Es un contrato normal de Segunda División. Son condiciones muy normales. Una base más objetivos, porque no puedes dar dinero si no es con la consecución de objetivos, que es cuando se ingresa dinero. Esa es la línea que se ha seguido. Se busca con una mentira que haya polémica. Juan Carlos Cordero se merecería mucho más de lo que se le ha ofrecido, porque está haciendo un trabajo enorme, pero se va a adaptar a cobrar lo que ha negociado conmigo.

-Termina el 2017 y la guerra no termina. Ni siquiera se puede pensar en que la paz llegue a Carranza. 

-Hay que ponerse en mi situación. Tuve el grave defecto de confiar en una persona que no iba a ser presidente del Cádiz CF sino que iba a llevar la gerencia y ha actuado como un okupa. Me ha engañado, se niega a la firma mancomunada, y se ha agarrado a un cargo que no lo suelta.

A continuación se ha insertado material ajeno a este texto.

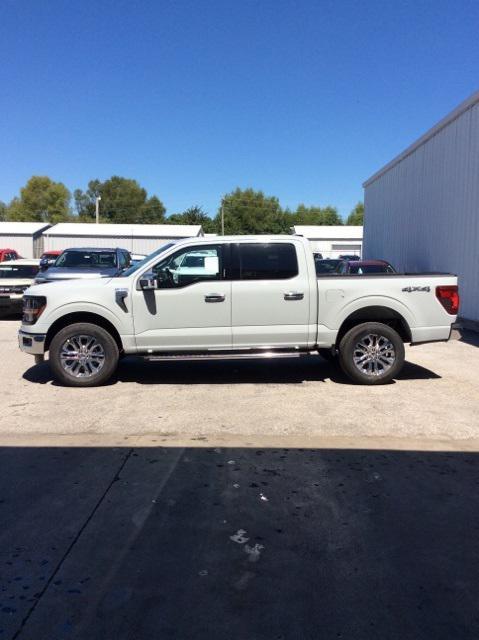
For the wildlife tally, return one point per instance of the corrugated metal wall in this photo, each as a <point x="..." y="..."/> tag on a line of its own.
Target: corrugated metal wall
<point x="134" y="245"/>
<point x="423" y="213"/>
<point x="24" y="245"/>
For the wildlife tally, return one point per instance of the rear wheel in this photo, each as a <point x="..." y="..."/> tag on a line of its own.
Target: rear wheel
<point x="371" y="353"/>
<point x="328" y="354"/>
<point x="83" y="355"/>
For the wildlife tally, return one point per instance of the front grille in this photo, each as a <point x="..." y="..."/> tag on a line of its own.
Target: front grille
<point x="13" y="289"/>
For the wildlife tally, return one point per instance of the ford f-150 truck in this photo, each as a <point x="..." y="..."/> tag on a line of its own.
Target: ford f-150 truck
<point x="235" y="297"/>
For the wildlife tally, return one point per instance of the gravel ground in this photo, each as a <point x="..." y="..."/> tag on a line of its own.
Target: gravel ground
<point x="435" y="398"/>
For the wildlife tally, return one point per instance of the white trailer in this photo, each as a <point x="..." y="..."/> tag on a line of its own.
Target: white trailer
<point x="136" y="238"/>
<point x="25" y="237"/>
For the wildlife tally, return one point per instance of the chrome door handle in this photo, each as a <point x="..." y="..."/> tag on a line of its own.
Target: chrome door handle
<point x="293" y="295"/>
<point x="215" y="297"/>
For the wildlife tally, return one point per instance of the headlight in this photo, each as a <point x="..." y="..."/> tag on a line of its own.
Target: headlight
<point x="33" y="307"/>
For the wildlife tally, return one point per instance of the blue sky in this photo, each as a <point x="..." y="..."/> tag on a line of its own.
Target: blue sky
<point x="302" y="99"/>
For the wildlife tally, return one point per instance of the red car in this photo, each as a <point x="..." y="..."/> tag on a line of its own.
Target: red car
<point x="8" y="254"/>
<point x="365" y="266"/>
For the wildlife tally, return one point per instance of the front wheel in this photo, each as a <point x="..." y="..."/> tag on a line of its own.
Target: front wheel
<point x="83" y="355"/>
<point x="371" y="353"/>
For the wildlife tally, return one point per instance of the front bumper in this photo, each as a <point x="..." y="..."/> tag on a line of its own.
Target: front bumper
<point x="32" y="343"/>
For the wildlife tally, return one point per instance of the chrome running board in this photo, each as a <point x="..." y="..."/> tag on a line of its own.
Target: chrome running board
<point x="227" y="356"/>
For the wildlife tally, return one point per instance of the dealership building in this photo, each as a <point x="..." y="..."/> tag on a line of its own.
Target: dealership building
<point x="332" y="240"/>
<point x="25" y="237"/>
<point x="136" y="238"/>
<point x="422" y="208"/>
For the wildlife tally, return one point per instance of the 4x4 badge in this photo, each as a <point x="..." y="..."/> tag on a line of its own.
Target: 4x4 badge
<point x="411" y="289"/>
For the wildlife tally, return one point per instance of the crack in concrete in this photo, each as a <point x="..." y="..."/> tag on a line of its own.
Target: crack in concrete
<point x="59" y="565"/>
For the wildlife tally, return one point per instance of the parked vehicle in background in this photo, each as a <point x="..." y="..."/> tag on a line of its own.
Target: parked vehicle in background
<point x="365" y="266"/>
<point x="349" y="257"/>
<point x="81" y="263"/>
<point x="15" y="277"/>
<point x="8" y="254"/>
<point x="235" y="297"/>
<point x="48" y="259"/>
<point x="136" y="258"/>
<point x="328" y="265"/>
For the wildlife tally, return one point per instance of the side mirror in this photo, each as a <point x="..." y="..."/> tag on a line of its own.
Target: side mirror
<point x="148" y="282"/>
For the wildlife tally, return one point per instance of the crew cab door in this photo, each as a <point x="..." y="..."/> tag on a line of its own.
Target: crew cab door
<point x="191" y="308"/>
<point x="271" y="295"/>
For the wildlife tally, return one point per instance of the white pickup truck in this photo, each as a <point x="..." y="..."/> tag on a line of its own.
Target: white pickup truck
<point x="235" y="297"/>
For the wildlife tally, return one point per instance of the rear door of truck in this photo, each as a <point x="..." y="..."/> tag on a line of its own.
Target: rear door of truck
<point x="270" y="295"/>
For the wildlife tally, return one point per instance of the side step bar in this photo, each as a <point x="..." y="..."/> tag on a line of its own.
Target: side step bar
<point x="250" y="355"/>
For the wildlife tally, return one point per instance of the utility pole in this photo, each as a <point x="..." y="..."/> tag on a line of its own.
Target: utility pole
<point x="97" y="209"/>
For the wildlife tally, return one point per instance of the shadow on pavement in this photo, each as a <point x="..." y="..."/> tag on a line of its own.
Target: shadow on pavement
<point x="283" y="371"/>
<point x="263" y="544"/>
<point x="469" y="337"/>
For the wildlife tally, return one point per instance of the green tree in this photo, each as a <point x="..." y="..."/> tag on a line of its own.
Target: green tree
<point x="41" y="200"/>
<point x="356" y="217"/>
<point x="122" y="200"/>
<point x="248" y="211"/>
<point x="317" y="215"/>
<point x="194" y="215"/>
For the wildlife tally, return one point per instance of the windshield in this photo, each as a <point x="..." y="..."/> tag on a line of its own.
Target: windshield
<point x="138" y="265"/>
<point x="19" y="271"/>
<point x="82" y="259"/>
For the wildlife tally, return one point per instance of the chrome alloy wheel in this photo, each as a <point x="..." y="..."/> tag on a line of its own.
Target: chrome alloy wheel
<point x="374" y="355"/>
<point x="82" y="356"/>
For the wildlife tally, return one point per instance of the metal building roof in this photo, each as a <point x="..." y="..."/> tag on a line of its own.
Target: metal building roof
<point x="458" y="111"/>
<point x="22" y="228"/>
<point x="125" y="230"/>
<point x="329" y="232"/>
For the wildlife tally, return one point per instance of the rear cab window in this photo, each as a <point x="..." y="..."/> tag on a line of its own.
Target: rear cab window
<point x="264" y="261"/>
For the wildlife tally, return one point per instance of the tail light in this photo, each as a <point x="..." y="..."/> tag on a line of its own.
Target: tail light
<point x="448" y="296"/>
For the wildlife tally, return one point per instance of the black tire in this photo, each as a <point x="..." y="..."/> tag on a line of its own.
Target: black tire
<point x="97" y="370"/>
<point x="371" y="367"/>
<point x="327" y="354"/>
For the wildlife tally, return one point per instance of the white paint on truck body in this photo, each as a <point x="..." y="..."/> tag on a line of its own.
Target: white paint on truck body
<point x="302" y="312"/>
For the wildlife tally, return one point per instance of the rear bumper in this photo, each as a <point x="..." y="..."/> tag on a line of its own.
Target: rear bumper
<point x="32" y="343"/>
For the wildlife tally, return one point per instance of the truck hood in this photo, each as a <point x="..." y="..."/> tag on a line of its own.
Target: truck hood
<point x="54" y="274"/>
<point x="67" y="286"/>
<point x="9" y="283"/>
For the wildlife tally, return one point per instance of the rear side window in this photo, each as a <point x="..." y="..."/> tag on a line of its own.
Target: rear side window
<point x="274" y="261"/>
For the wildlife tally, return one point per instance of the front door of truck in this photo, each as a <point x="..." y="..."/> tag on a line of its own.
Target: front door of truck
<point x="191" y="308"/>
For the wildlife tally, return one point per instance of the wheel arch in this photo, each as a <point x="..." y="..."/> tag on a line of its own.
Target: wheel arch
<point x="83" y="316"/>
<point x="376" y="313"/>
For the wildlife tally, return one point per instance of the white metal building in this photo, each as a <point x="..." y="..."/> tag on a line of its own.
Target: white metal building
<point x="25" y="237"/>
<point x="422" y="209"/>
<point x="332" y="240"/>
<point x="137" y="238"/>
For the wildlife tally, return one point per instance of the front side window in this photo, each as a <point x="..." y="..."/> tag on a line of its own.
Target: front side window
<point x="190" y="265"/>
<point x="268" y="261"/>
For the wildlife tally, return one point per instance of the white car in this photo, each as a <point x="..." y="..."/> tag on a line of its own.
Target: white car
<point x="236" y="297"/>
<point x="15" y="277"/>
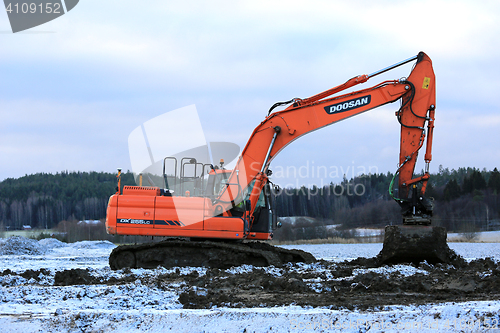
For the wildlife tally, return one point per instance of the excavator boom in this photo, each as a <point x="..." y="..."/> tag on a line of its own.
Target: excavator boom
<point x="238" y="204"/>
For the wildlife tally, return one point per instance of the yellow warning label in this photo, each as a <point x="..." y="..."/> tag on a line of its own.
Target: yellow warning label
<point x="427" y="81"/>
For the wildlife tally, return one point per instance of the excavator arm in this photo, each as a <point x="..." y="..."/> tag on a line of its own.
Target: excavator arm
<point x="279" y="129"/>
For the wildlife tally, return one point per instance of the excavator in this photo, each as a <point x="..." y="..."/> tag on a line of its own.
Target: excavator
<point x="219" y="217"/>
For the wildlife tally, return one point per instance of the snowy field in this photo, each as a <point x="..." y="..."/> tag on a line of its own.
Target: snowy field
<point x="32" y="303"/>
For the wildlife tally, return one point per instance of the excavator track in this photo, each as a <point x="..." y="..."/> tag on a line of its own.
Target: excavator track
<point x="223" y="255"/>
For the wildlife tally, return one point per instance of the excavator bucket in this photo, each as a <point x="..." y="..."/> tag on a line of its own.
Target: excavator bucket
<point x="414" y="244"/>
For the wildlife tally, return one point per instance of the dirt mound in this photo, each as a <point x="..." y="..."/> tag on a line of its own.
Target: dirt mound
<point x="93" y="245"/>
<point x="74" y="277"/>
<point x="181" y="253"/>
<point x="414" y="244"/>
<point x="345" y="285"/>
<point x="16" y="245"/>
<point x="51" y="243"/>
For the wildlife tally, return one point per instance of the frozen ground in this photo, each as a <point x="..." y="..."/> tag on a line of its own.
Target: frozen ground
<point x="32" y="301"/>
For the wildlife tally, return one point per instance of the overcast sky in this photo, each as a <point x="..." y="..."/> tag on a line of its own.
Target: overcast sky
<point x="73" y="89"/>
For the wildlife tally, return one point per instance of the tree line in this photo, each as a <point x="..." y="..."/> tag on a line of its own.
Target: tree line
<point x="466" y="196"/>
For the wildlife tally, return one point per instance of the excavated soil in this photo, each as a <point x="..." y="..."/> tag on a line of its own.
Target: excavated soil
<point x="362" y="284"/>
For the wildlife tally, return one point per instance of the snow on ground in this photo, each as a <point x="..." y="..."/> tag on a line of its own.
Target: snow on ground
<point x="31" y="305"/>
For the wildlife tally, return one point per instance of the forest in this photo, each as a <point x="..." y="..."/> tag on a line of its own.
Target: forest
<point x="464" y="198"/>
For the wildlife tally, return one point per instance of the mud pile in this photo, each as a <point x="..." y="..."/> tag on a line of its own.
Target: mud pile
<point x="16" y="245"/>
<point x="357" y="284"/>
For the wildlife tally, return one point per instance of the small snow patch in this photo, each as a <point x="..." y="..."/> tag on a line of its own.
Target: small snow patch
<point x="93" y="245"/>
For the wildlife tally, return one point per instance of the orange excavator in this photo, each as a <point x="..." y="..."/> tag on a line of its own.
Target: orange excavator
<point x="212" y="214"/>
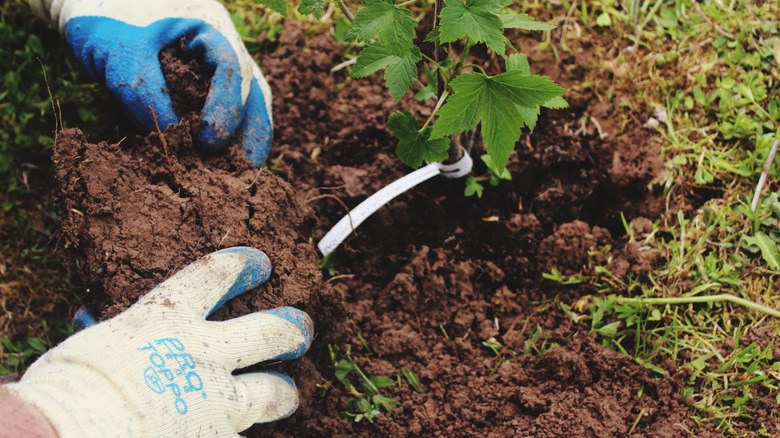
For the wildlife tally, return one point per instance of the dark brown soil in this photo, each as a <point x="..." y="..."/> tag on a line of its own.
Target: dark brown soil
<point x="424" y="282"/>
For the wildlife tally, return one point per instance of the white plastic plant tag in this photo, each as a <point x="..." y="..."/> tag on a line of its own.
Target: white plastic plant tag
<point x="348" y="223"/>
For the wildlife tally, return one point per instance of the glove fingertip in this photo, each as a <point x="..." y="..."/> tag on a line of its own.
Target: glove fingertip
<point x="302" y="322"/>
<point x="255" y="270"/>
<point x="267" y="395"/>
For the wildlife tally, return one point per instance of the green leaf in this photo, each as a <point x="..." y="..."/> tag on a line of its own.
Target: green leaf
<point x="557" y="102"/>
<point x="523" y="21"/>
<point x="433" y="36"/>
<point x="400" y="74"/>
<point x="343" y="368"/>
<point x="279" y="6"/>
<point x="609" y="330"/>
<point x="430" y="90"/>
<point x="372" y="59"/>
<point x="308" y="6"/>
<point x="473" y="187"/>
<point x="476" y="20"/>
<point x="768" y="249"/>
<point x="400" y="71"/>
<point x="414" y="145"/>
<point x="493" y="101"/>
<point x="518" y="62"/>
<point x="381" y="381"/>
<point x="395" y="26"/>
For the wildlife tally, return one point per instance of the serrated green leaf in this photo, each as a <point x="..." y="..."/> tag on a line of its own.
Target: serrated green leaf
<point x="414" y="145"/>
<point x="528" y="90"/>
<point x="343" y="368"/>
<point x="523" y="21"/>
<point x="308" y="6"/>
<point x="768" y="249"/>
<point x="476" y="20"/>
<point x="609" y="330"/>
<point x="430" y="89"/>
<point x="395" y="26"/>
<point x="279" y="6"/>
<point x="400" y="71"/>
<point x="518" y="62"/>
<point x="372" y="59"/>
<point x="493" y="101"/>
<point x="433" y="36"/>
<point x="381" y="381"/>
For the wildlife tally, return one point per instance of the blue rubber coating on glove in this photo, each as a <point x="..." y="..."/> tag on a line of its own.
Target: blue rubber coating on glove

-El último enfrentamiento se produjo el pasado sábado 23 de diciembre en la Junta de Accionistas. ¿Qué sucedió?

-Quiero respetar porque con respecto a lo que se hable en una Junta de Accionistas ningún miembro debemos pronunciarnos. Pero acudí como consejero delegado y no pude acceder al mayor de las cuentas, al soporte contable del club. Sé los gastos generales pero no las partidas de esos gastos. Y tengo derecho, como también Faly Fernández, que tiene el 30%.

-Ha pensado en algún momento en arrojar la toalla y abandonar el Cádiz CF.

-En eso el cadismo puede tener la tranquilidad de que soy una persona luchadora. Incluso me echo la culpa a mí mismo. Es una equivocación que he tenido en mi vida y los errores hay que pagarlos. Pero no me supone desequilibrio ni traspié a la ilusión de estar en el Cádiz CF. Ahora me cuesta más confiar en alguien, porque en la vida te traicionan, si bien sigo teniendo la máxima fuerza e ilusión.